We have

The relation “≥” on the set R of all real numbers.

Recall that for any binary relation R on set A. We have,

R is reflexive if for all x ∈ A, xRx.

R is symmetric if for all x, y ∈ A, if xRy, then yRx.

R is transitive if for all x, y, z ∈ A, if xRy and yRz, then xRz.

So, let the relation having “≥” be P.

We can write

P = {(a, b): a ≥ b, a, b ∈ R}

Check for Reflexivity:

∀ a ∈ R

If (a, a) ∈ P

⇒ a ≥ a, which is true.

Since, every real number is equal to itself.

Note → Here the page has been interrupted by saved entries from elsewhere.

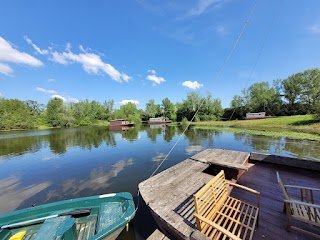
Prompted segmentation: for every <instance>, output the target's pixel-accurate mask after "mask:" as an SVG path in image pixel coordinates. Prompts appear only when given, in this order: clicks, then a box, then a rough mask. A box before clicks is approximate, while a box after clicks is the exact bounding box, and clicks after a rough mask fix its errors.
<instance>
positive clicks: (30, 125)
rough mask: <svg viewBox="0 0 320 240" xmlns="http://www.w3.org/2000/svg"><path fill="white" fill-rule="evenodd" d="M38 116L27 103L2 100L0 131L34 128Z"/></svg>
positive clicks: (1, 99)
mask: <svg viewBox="0 0 320 240" xmlns="http://www.w3.org/2000/svg"><path fill="white" fill-rule="evenodd" d="M35 123H36V116H35V114H34V113H33V112H32V111H31V109H30V107H29V106H28V105H27V104H26V102H23V101H20V100H18V99H4V98H0V129H8V130H9V129H30V128H34V127H35Z"/></svg>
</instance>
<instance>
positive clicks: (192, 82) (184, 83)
mask: <svg viewBox="0 0 320 240" xmlns="http://www.w3.org/2000/svg"><path fill="white" fill-rule="evenodd" d="M182 86H185V87H187V88H191V89H193V90H196V89H198V88H201V87H203V84H200V83H198V82H197V81H194V82H191V81H185V82H183V83H182Z"/></svg>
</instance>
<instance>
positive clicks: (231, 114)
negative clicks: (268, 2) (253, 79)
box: [229, 1, 280, 121]
mask: <svg viewBox="0 0 320 240" xmlns="http://www.w3.org/2000/svg"><path fill="white" fill-rule="evenodd" d="M279 6H280V1H278V4H277V5H276V7H275V8H276V9H275V12H274V14H273V18H272V21H271V23H270V25H269V28H268V30H267V33H266V36H265V38H264V40H263V42H262V45H261V48H260V51H259V53H258V56H257V58H256V61H255V63H254V65H253V68H252V70H251V72H250V75H249V77H248V79H247V81H246V84H245V87H244V91H246V89H247V86H248V83H249V81H250V79H251V77H252V75H253V72H254V70H255V69H256V66H257V64H258V62H259V59H260V56H261V53H262V51H263V49H264V47H265V45H266V42H267V39H268V38H269V36H270V33H271V29H272V27H273V24H274V22H275V19H276V17H277V16H278V14H279V12H280V11H279V9H280V7H279ZM236 109H237V108H236V107H235V108H234V109H233V112H232V114H231V116H230V118H229V121H230V120H231V119H232V117H233V115H234V113H235V111H236Z"/></svg>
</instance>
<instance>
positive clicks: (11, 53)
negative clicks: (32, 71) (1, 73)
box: [0, 37, 43, 75]
mask: <svg viewBox="0 0 320 240" xmlns="http://www.w3.org/2000/svg"><path fill="white" fill-rule="evenodd" d="M4 62H10V63H19V64H25V65H29V66H32V67H40V66H42V65H43V63H42V62H41V61H40V60H38V59H36V58H35V57H33V56H31V55H29V54H27V53H25V52H20V51H18V50H17V49H14V48H13V47H12V45H11V44H10V43H9V42H8V41H6V40H5V39H4V38H2V37H0V64H1V66H0V72H1V73H3V74H5V75H11V74H12V73H13V70H12V69H11V67H10V66H9V65H8V64H4Z"/></svg>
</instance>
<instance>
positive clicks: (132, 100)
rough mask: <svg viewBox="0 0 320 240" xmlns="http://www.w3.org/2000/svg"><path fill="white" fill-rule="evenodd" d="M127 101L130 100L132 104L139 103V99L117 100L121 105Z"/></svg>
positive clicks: (123, 104)
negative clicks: (138, 99)
mask: <svg viewBox="0 0 320 240" xmlns="http://www.w3.org/2000/svg"><path fill="white" fill-rule="evenodd" d="M129 102H131V103H133V104H136V105H137V104H139V101H137V100H122V101H121V102H119V103H120V104H121V105H126V104H127V103H129Z"/></svg>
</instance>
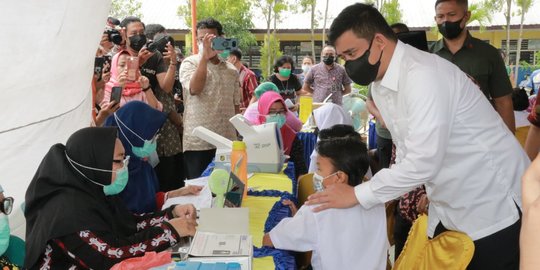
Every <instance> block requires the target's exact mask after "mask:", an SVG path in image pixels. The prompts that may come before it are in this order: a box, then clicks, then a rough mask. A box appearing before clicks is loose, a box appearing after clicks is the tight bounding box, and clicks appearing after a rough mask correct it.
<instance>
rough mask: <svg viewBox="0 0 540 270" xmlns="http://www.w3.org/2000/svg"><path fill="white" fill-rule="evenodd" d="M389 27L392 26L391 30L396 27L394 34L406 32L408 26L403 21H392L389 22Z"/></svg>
mask: <svg viewBox="0 0 540 270" xmlns="http://www.w3.org/2000/svg"><path fill="white" fill-rule="evenodd" d="M390 28H392V30H393V29H394V28H395V29H397V30H398V31H397V32H396V34H398V33H407V32H409V31H410V30H409V27H408V26H407V25H406V24H404V23H394V24H391V25H390Z"/></svg>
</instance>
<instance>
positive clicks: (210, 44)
mask: <svg viewBox="0 0 540 270" xmlns="http://www.w3.org/2000/svg"><path fill="white" fill-rule="evenodd" d="M214 38H216V36H215V35H213V34H205V35H204V37H203V50H202V52H201V54H202V58H203V59H206V60H210V59H212V58H214V57H215V56H216V55H217V54H218V53H217V51H214V49H212V40H214Z"/></svg>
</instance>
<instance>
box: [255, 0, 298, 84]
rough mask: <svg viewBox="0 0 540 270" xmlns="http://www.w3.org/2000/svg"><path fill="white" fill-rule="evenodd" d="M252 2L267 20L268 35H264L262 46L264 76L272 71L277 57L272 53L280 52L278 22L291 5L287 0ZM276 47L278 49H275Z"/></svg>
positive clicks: (255, 7) (262, 64) (267, 32)
mask: <svg viewBox="0 0 540 270" xmlns="http://www.w3.org/2000/svg"><path fill="white" fill-rule="evenodd" d="M252 3H253V6H254V7H255V8H256V9H258V10H259V11H260V12H261V13H262V14H263V16H264V20H265V22H266V35H265V36H264V43H263V46H262V47H261V70H262V73H263V76H265V77H266V76H268V75H269V74H270V73H271V72H272V64H273V61H272V59H276V58H275V55H273V54H272V53H273V52H279V40H278V39H277V37H276V36H275V34H276V26H277V22H278V21H279V20H280V15H281V13H282V12H283V11H286V10H287V9H288V8H289V6H288V3H287V1H286V0H252ZM293 5H294V3H293ZM272 22H274V28H273V29H274V31H273V33H271V30H272V27H271V24H272ZM270 35H273V37H272V38H271V37H270ZM276 48H277V50H275V49H276ZM263 51H264V56H263ZM273 57H274V58H273ZM263 63H264V64H263ZM265 74H266V75H265Z"/></svg>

So, ∀ a ∈ R, then (a, a) ∈ P.

⇒ P is reflexive.

∴ P is reflexive.

Check for Symmetry:

∀ a, b ∈ R

If (a, b) ∈ P

⇒ a ≥ b

Now, replace a by b and b by a. We get

b ≥ a, might or might not be true.

Let us check:

Take a = 7 and b = 5.

a ≥ b

⇒ 7 ≥ 5, holds.

b ≥ a

⇒ 5 ≥ 7, is not true as 5 < 7.

⇒ b ≥ a, is not true.

⇒ (b, a) ∉ P

So, if (a, b) ∈ P, then (b, a) ∉ P

∀ a, b ∈ R

⇒ P is not symmetric.

∴ P is not symmetric.

Check for Transitivity:

∀ a, b, c ∈ R

If (a, b) ∈ P and (b, c) ∈ P

⇒ a ≥ b and b ≥ c

⇒ a ≥ b ≥ c

⇒ a ≥ c

⇒ (a, c) ∈ P

So, if (a, b) ∈ P and (b, c) ∈ P, then (a, c) ∈ P

∀ a, b, c ∈ R

⇒ P is transitive.

∴ P is transitive.

Thus, shown that the relation “≥” on the set R of all the real numbers are reflexive and transitive but not symmetric.